As being resolved duplicate from #26117 I add a summary here: It is easy to reproduce, pull out network cable:-) ClientWebSocket does timeout (and throws WebSocketException) after not recieving Ping or Pong. Inconsistent. RFC does not say anything about this either, so why not let the client hang forever too:-D But seriously, RFC only says Pingpong can be used as a tool to implement heartbeat\timeout for endpoints (eg. both parties): "NOTE: A Ping frame may serve either as a keepalive or as a means to verify that the remote endpoint is still responsive." You may choose to not use the tools given, and it will work poorly. You may use them and it will work good. The RFC does not care, we do:-)
Here is exception from client side:
System.Net.WebSockets.WebSocketException (0x80004005): The remote party closed the WebSocket connection without completing the close handshake.
---> System.IO.IOException: Unable to read data from the transport connection: A connection attempt failed because the connected party did not properly respond after a period of time, or established connection failed because connected host has failed to respond.
---> System.Net.Sockets.SocketException (10060): A connection attempt failed because the connected party did not properly respond after a period of time, or established connection failed because connected host has failed to respond.

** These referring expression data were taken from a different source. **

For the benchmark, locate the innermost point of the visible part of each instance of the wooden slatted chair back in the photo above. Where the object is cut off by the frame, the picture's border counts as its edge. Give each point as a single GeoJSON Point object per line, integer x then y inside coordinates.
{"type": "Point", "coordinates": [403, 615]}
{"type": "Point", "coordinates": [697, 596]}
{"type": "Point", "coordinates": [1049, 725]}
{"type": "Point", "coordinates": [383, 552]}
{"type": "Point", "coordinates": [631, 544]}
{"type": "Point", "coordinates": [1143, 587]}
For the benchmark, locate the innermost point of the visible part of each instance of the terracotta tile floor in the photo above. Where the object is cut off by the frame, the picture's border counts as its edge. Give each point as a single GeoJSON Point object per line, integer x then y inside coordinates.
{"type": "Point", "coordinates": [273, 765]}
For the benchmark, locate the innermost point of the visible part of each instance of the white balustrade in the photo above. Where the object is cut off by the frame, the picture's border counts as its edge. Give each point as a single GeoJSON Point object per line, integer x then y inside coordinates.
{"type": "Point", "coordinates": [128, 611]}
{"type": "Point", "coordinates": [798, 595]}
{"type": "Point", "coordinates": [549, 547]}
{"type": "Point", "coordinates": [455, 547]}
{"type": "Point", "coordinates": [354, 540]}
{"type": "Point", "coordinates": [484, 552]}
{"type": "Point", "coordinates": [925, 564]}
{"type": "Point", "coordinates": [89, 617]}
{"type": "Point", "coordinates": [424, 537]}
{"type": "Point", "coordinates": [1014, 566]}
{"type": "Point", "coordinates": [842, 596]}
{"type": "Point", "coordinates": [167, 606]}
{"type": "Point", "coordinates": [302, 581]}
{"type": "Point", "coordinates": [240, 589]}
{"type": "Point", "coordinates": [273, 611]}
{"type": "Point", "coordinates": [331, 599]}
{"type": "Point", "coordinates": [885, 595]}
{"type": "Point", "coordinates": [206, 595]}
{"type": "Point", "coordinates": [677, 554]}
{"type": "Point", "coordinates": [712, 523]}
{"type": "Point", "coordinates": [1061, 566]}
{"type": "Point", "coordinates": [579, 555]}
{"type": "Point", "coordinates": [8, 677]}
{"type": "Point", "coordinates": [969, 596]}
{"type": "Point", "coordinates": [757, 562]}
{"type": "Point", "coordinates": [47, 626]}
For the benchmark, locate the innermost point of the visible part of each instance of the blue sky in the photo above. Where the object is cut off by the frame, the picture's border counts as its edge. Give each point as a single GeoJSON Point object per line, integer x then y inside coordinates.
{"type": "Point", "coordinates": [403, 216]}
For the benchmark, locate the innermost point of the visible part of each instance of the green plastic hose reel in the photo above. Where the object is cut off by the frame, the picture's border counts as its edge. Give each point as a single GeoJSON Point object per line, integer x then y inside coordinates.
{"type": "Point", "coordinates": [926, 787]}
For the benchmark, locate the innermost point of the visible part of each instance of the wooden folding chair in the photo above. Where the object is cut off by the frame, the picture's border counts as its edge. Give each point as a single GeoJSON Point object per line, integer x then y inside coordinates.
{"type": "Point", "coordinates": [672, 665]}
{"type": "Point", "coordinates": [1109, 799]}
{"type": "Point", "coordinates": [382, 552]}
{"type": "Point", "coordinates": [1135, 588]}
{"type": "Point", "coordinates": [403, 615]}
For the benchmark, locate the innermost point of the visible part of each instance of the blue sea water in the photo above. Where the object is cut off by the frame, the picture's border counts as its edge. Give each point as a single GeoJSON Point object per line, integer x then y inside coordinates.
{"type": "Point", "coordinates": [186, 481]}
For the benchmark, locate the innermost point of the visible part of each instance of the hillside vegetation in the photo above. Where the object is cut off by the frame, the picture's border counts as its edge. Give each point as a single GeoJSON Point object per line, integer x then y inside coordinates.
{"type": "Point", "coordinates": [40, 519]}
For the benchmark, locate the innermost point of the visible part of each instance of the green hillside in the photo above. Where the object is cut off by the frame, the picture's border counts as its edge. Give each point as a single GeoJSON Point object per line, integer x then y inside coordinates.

--- End of inner exception stack trace ---
at System.Net.Sockets.Socket.AwaitableSocketAsyncEventArgs.ThrowException(SocketError error, CancellationToken cancellationToken)
at System.Net.Sockets.Socket.AwaitableSocketAsyncEventArgs.GetResult(Int16 token)
at System.Net.Http.HttpConnection.ReadBufferedAsyncCore(Memory`1 destination)
at System.Net.Http.HttpConnection.RawConnectionStream.ReadAsync(Memory`1 buffer, CancellationToken cancellationToken)
at System.Net.WebSockets.ManagedWebSocket.EnsureBufferContainsAsync(Int32 minimumRequiredBytes, CancellationToken cancellationToken, Boolean throwOnPrematureClosure)
at System.Net.WebSockets.ManagedWebSocket.ReceiveAsyncPrivate[TWebSocketReceiveResultGetter,TWebSocketReceiveResult](Memory`1 payloadBuffer, CancellationToken cancellationToken, TWebSocketReceiveResultGetter resultGetter)
at System.Net.WebSockets.ManagedWebSocket.ReceiveAsyncPrivate[TWebSocketReceiveResultGetter,TWebSocketReceiveResult](Memory`1 payloadBuffer, CancellationToken cancellationToken, TWebSocketReceiveResultGetter resultGetter)
It does not seem related to Pingpong, possibly the client dies because of other circumstances. By coincidence the server does not die in the same way. I guess I come to same conclusion as original poster, that .Net WebSocket does not implement any of timeout related to Pingpong.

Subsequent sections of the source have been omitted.